Professor Knohl contends that the tablet proves that messianic followers possessed the paradigm of their leader rising from the grave before Jesus was born. ...

Professor Knohl defended his theory at a conference at the Israel Museum in Jerusalem marking 60 years since the discovery of the Dead Sea Scrolls. He said that New Testament writers could have adapted a widely held messianic story in Judaism to Jesus and his followers.


Others, of course, dispute this interpretation of a damaged text.

I regard it as an intriguing but unproved theory.

But it won't affect modern Christianity, either way. If it were shown definitively that resurrection stories preceded Jesus, Christians would respond by saying that of course the resurrection was prophesied, and this is not diminished by its application to a false prophet.

It's not as though this is the only myth suspected to precede Christianity; other resurrection myths are known to precede it. For example, Paul Tobin summarizes:

The myth of Adonis was known to the Greeks as early as the fifth century BCE. The Egyptian myth of Osiris dates back to at least 4,000 BCE and was recorded in detail by the Greek biographer Plutarch (c46-120 CE). The Persian Sun-God Mithras was mentioned in the writings of the Greek historian Herodotus (c480-c245 BCE). The cult of Mithraism reached Rome in the first century BCE.

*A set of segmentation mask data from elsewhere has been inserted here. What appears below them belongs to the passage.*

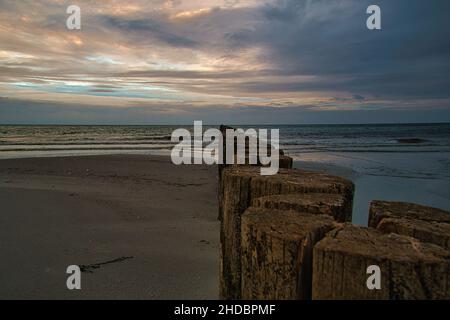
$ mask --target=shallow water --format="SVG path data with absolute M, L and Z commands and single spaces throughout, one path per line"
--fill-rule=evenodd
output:
M 372 200 L 404 201 L 450 211 L 449 152 L 310 154 L 296 168 L 344 176 L 355 184 L 353 222 L 367 225 Z

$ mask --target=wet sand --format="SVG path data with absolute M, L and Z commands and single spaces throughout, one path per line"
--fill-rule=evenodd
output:
M 218 298 L 216 175 L 159 156 L 1 160 L 0 299 Z

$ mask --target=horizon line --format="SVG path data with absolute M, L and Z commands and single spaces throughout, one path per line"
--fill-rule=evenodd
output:
M 201 120 L 195 120 L 201 121 Z M 366 122 L 366 123 L 253 123 L 253 124 L 236 124 L 236 123 L 221 123 L 221 124 L 210 124 L 203 123 L 204 126 L 220 126 L 220 125 L 230 125 L 230 126 L 362 126 L 362 125 L 442 125 L 450 124 L 447 122 Z M 178 124 L 76 124 L 76 123 L 0 123 L 0 126 L 97 126 L 97 127 L 113 127 L 113 126 L 129 126 L 129 127 L 145 127 L 145 126 L 193 126 L 192 123 L 178 123 Z

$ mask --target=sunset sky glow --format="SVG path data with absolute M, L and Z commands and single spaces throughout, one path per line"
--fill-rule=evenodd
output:
M 380 31 L 366 8 L 382 8 Z M 66 29 L 76 4 L 82 29 Z M 0 123 L 450 121 L 449 1 L 0 0 Z

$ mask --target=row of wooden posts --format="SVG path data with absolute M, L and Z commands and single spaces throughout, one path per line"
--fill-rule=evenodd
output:
M 450 299 L 449 212 L 374 201 L 369 227 L 355 226 L 351 181 L 283 158 L 273 176 L 219 168 L 221 298 Z

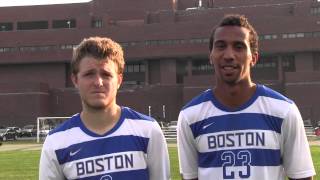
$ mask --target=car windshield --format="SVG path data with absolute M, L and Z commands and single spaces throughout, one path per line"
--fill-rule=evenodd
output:
M 0 129 L 0 133 L 4 133 L 6 131 L 7 131 L 6 129 Z
M 23 129 L 33 129 L 33 127 L 34 127 L 33 125 L 27 125 L 27 126 L 24 126 Z

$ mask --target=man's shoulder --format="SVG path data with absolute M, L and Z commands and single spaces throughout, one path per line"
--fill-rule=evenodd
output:
M 268 98 L 272 98 L 272 99 L 277 99 L 277 100 L 281 100 L 281 101 L 286 101 L 290 104 L 293 103 L 293 101 L 291 99 L 289 99 L 288 97 L 286 97 L 285 95 L 281 94 L 278 91 L 275 91 L 267 86 L 264 85 L 258 85 L 259 88 L 259 95 L 260 96 L 264 96 L 264 97 L 268 97 Z
M 131 120 L 145 120 L 145 121 L 155 121 L 152 117 L 145 115 L 143 113 L 140 113 L 134 109 L 131 109 L 129 107 L 122 107 L 122 116 L 127 119 Z
M 56 128 L 54 128 L 53 130 L 51 130 L 49 132 L 49 135 L 58 133 L 58 132 L 62 132 L 62 131 L 66 131 L 68 129 L 74 128 L 74 127 L 79 127 L 80 125 L 80 114 L 75 114 L 72 117 L 70 117 L 69 119 L 67 119 L 66 121 L 64 121 L 63 123 L 61 123 L 59 126 L 57 126 Z
M 185 110 L 189 107 L 196 106 L 198 104 L 201 104 L 203 102 L 211 101 L 212 100 L 212 90 L 207 89 L 200 93 L 199 95 L 195 96 L 191 101 L 189 101 L 182 110 Z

The way the early church fathers defended against the mystery religions showed that they knew these pagan myths antedated the Christian ones. Justin Martyr (c160-165) claimed that the devil plagiarized Christianity by anticipation with the pagan religions in order to lead people from the true faith. He claimed the myth of the virgin birth of Perseus, an ancient Greek legend that preceded Christianity, was pre-copied by the "deceiving serpent" (Dialogue with Trypho: 70). Similarly he asserted that the cultic rites of Mithraism had a diabolical origin (Apology 1:66). Tertulian (c160-c225) made the same claim: that it was the devil that provided this "mimicry" [notes omitted].


If you believe that there is a God who can raise people from the dead, that you will live forever in Heaven, that you talk to God, etc., then you'll hardly be troubled by conflicting resurrection stories. This is, after all, about faith. If we restrict the discussion to proof, then all resurrection stories are easily recognized as myths.